JJ: Yup we usually let people know a week before. Even when you do know, you have no idea what the surprise is. Every time its something new. Like we just did a two year partnership with Uber that for people that buy tickets for the party are going to get a free ride home basically with a thirty dollar credit. We always like to think outside the box.

One of the people who really changed the party scene and thought outside the box was Vashtie and Oscar with the “1992” parties. Then came the “Grits and Biscuits,” parties thrown by Maurice Garland. Both of those were for a little bit of the older generation than us. We just want to add another element to the party scene in New York.

You guys are known for thinking outside the box with your movement in regards to who you invite as special guests. One time you brought out Black Rob. What made you guys choose him and how did that come to pass?

KS: We plan the surprise party, but then each one we focus on what will be the surprise. We never know usually until the week of. We just think of what would be so awesome to have happen in a party if we were just attending ourselves. We thought one time like what if the dj is playing this Bad-Boy set, and then you see a bunch of Harlem shakers come out with Black Rob. That would be dope. So we set it up.

Tell us a couple other interesting events that you have had happen as a surprise for the fans?

JJ: One time around the time when the “bands will make her dance” song was popping off, we thought to have a live drummer perform that song. Then we expanded on that via inspiration from the A$AP Ferg “Work” video. That’s where we saw the ballerina, got in touch with her and had her do a set to “bands will make her dance.” We just want to entertain the people.

This seems like a pretty upscale and unique event, I know you pull big people. Is there a V.I.P. Section for guests?

JJ: There is no V.I.P. Section at the parties. They try and give us ropes and we tell them to take them away. Everyone is equal. Everyone parties with everyone.

KS: We want to provide a great experience with each event. Bigger than who comes, we want each person to feel special. No matter who is performing or who is there, or who is the dj, we want people to enjoy the event. We put that first.

You have had everyone from Vinny Cha$e, to the Black Ink Crew to Karen Civil come party with you guys. Who was a personal favorite for you guys?

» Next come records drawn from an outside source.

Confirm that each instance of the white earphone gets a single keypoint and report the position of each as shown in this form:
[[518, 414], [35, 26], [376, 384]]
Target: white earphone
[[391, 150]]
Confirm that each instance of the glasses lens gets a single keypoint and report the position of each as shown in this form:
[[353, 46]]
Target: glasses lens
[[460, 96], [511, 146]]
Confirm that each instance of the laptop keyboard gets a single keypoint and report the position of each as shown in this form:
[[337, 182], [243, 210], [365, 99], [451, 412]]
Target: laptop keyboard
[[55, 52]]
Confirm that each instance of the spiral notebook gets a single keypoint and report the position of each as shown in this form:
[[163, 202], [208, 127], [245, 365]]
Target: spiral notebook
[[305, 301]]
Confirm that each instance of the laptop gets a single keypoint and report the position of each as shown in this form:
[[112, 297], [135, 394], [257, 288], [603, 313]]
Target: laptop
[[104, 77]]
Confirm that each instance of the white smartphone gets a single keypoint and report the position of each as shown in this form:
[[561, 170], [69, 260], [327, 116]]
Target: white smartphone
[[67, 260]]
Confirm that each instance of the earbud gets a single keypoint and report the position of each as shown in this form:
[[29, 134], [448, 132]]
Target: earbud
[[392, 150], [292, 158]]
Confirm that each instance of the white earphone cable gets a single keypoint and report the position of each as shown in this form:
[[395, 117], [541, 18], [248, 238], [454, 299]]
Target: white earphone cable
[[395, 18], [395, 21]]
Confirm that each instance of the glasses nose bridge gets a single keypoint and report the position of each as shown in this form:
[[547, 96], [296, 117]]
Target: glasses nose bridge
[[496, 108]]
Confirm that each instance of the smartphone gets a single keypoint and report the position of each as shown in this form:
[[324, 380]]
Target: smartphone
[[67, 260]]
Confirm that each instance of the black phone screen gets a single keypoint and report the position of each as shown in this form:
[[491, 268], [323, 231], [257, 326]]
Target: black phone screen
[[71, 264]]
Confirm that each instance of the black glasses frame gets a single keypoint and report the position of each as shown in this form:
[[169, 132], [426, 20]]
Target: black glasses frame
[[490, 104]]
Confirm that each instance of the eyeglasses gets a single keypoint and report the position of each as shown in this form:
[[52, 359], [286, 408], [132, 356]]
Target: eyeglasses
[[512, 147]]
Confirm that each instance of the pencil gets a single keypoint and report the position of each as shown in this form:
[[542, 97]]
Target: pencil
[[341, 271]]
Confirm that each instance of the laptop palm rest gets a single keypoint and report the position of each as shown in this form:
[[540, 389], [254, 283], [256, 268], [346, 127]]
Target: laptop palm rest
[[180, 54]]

KS: My personal favorite is Terain Hicks. That’s the dude that did the “Niggas in Paris” dance on the subway video that went viral. He actually performed at one of our parties at the height of the “Watch The Throne” tour. It was perfect.


Tell me a little bit about the Mobbing hat. How did that come to pass, and why did you feel merch was a cool direction to go with the movement?

JJ: I think when it comes to merch, Kevin and I are always around artists, so we have seen how beneficial it can be to a movement if done right. I was working with Tinie Tempah out in the U.K  and saw first hand the importance of good merch. We had the idea of the “Mobbing” hat a long time ago, but spent a lot of time making sure the hats were perfect. It took us about a year to get right.

One of the first people wearing your line was Yo Gotti in the “Check” video. Did you know this was going to happen?

KS: We had no idea. Somebody sent me a behind the scenes clip and there he was in the hat.

What about Cassie, I heard she has been seen in your hat as well.

JJ: I am cool with her manager, and I shot him one and said that I thought she would like it. Next thing we knew she was on Instagram with the hat.When I met her, she told me she loved it and was excited to see what comes next.

Will any other pieces be on the way soon?

KS: We will be dropping new colorways and more surprises soon. We are selling them for 25 dollars. We don't want price to be an issue.